Bem-vindo à Terra do Nunca

Não é controlável. Publicamente somos, sempre, o que as circunstâncias fazem de nós. Viver de acordo com a forma como as pessoas nos percepcionam passou a ser o novo normal. O que dizem é, para muitos, tão ou mais importante de quem somos realmente. É uma nova Era. A do artificial e efémero, mas, infelizmente, também do umbiguismo e do pedantismo.

A história ensinou-nos que os enfermeiros são, ora vilões, ora heróis. Vivam com isso! É o que somos para quem não precisa, naquele momento, de nós. A verdade é que, como canta Fausto, só "depois do barco virado" se ouvem "grandes urros e gritos, na salvação dos aflitos".

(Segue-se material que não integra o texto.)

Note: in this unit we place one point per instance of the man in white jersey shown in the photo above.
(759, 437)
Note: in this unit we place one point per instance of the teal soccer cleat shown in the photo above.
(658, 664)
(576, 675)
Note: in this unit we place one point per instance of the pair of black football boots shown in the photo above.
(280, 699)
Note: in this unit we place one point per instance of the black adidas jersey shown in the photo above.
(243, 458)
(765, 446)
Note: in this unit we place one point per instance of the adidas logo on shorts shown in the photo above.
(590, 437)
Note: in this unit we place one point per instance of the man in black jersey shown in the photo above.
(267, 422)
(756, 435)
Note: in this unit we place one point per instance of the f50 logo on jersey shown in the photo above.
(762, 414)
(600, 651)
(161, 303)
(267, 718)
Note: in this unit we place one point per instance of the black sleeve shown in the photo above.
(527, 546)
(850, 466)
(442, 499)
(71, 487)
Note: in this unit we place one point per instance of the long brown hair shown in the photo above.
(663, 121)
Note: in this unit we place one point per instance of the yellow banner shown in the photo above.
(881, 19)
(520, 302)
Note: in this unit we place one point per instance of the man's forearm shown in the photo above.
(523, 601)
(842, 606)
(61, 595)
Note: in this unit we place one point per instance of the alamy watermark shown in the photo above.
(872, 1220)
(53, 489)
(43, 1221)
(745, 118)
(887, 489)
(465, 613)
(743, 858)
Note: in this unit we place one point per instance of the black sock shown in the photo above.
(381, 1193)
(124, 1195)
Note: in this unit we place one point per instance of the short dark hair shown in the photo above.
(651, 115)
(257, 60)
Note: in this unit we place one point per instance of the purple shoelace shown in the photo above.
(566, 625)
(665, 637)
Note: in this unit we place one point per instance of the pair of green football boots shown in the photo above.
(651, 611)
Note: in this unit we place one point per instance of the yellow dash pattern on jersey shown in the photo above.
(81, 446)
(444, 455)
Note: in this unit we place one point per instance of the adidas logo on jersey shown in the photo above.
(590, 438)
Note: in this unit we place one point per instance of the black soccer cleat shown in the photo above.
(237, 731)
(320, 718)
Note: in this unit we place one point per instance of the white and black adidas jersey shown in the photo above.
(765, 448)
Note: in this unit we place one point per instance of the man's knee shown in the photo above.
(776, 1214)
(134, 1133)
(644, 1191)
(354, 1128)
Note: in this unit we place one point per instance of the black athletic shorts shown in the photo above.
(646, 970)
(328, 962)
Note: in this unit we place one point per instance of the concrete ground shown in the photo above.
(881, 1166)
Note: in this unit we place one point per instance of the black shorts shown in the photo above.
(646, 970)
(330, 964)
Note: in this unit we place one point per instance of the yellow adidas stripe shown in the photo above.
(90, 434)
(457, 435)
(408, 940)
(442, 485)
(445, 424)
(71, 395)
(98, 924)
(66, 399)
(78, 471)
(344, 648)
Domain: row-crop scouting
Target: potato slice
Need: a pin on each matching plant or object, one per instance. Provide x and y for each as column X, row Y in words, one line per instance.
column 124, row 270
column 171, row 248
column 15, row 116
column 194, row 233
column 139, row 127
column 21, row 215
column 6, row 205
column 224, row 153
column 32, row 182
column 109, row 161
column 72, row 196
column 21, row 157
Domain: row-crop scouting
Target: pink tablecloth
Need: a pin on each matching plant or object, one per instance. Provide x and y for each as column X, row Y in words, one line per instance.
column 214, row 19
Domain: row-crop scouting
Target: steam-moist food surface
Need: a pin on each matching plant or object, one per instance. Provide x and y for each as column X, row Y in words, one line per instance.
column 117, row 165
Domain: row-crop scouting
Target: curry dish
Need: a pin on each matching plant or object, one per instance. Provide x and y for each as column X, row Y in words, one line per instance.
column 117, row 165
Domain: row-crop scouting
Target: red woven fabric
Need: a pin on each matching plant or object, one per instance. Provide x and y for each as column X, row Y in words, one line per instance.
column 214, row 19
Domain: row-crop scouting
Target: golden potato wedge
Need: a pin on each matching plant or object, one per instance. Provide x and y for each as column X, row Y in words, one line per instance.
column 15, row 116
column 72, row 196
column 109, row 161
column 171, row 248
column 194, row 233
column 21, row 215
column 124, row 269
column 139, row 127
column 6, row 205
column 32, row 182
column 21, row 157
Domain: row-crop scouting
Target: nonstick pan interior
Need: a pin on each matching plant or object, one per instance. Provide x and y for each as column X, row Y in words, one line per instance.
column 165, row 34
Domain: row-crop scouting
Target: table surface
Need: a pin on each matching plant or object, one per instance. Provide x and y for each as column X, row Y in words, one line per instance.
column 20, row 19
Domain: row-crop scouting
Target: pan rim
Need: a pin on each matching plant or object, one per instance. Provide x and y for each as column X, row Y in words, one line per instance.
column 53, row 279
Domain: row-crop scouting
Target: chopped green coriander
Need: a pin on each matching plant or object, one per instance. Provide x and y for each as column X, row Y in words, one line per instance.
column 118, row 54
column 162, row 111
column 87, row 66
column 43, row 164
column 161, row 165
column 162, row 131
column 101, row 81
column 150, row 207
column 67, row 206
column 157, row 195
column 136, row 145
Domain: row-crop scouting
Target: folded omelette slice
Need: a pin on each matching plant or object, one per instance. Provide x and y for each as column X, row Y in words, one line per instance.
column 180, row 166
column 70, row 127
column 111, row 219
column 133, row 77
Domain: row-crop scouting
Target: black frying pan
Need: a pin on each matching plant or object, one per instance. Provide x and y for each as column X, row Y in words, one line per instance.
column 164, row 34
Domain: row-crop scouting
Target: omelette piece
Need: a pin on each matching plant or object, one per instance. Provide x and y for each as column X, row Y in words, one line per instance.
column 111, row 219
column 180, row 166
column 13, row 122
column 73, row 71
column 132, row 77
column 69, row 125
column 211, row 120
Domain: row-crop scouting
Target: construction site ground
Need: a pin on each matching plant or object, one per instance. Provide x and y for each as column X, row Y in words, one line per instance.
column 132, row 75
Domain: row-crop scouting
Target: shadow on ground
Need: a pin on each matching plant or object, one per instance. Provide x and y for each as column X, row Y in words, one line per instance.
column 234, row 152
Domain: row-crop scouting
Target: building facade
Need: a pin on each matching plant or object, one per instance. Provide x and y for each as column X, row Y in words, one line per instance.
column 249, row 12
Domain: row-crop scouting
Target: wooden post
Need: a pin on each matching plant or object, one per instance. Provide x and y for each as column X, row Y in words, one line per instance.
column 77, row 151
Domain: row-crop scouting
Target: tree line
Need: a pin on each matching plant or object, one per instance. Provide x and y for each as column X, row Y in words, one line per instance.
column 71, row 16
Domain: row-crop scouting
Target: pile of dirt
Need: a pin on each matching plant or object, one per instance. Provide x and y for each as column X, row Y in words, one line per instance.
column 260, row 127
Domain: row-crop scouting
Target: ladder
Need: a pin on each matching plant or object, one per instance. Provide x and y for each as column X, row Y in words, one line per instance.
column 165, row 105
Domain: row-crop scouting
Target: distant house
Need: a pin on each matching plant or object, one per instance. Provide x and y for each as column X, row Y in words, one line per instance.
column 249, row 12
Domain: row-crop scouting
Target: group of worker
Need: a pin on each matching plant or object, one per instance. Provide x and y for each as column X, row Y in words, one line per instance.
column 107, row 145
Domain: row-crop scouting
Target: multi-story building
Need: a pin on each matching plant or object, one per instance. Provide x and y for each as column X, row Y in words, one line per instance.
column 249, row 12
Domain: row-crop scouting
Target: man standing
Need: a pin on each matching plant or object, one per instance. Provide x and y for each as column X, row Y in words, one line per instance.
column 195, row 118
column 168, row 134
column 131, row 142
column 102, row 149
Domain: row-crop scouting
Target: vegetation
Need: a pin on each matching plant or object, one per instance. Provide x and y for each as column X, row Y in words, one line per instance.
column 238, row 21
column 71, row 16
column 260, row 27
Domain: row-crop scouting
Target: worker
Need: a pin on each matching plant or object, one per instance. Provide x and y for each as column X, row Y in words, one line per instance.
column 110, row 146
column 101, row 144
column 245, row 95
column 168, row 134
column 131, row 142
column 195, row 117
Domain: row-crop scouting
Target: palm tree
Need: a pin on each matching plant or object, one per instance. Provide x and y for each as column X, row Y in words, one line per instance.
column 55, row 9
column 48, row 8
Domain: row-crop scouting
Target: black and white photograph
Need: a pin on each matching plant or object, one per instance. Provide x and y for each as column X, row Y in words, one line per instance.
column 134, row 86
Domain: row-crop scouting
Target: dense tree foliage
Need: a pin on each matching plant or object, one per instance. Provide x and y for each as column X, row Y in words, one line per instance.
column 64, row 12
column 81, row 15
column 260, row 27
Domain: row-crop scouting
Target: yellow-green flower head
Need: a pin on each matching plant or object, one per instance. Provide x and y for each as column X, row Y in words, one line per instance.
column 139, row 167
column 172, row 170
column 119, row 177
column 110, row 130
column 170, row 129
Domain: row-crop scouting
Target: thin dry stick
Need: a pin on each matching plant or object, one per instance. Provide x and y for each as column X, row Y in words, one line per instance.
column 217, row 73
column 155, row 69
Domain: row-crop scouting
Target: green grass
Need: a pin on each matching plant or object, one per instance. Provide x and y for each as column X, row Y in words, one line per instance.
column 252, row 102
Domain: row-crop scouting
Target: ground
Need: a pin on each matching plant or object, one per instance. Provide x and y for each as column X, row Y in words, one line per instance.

Nestes dois últimos penosos anos fomos aquilo que escolhemos ser, cumprindo a condena que nos quiseram dar. A retaguarda do SNS passou à linha da frente. Os que quiseram dedicar a vida a cuidar dos outros, foram forçados a tratar sem cuidar. Mais importante que confortar era fazer sobreviver. Foram horas e dias, com fatos que simulavam o calor do inferno e máscaras apertadas, tanto quanto possível, na esperança de não levar o problema para casa. Famílias afastadas, crianças apartadas do colo dos pais e uma sonorosa solidariedade que nos chegava pelas janelas. Palmas que embrulhavam um reconhecimento público que a política não quer saber.

Cumprimos. Cumprimos a missão de não deixar ninguém sozinho e salvámos todos quantos pudemos, vacinámos todos os que quiseram, trabalhámos dias a fio sem uma queixa e com o coração nas mãos. Vivemos vidas que não eram nossas e levou-nos um pouco da nossa, cada um que perdeu a sua.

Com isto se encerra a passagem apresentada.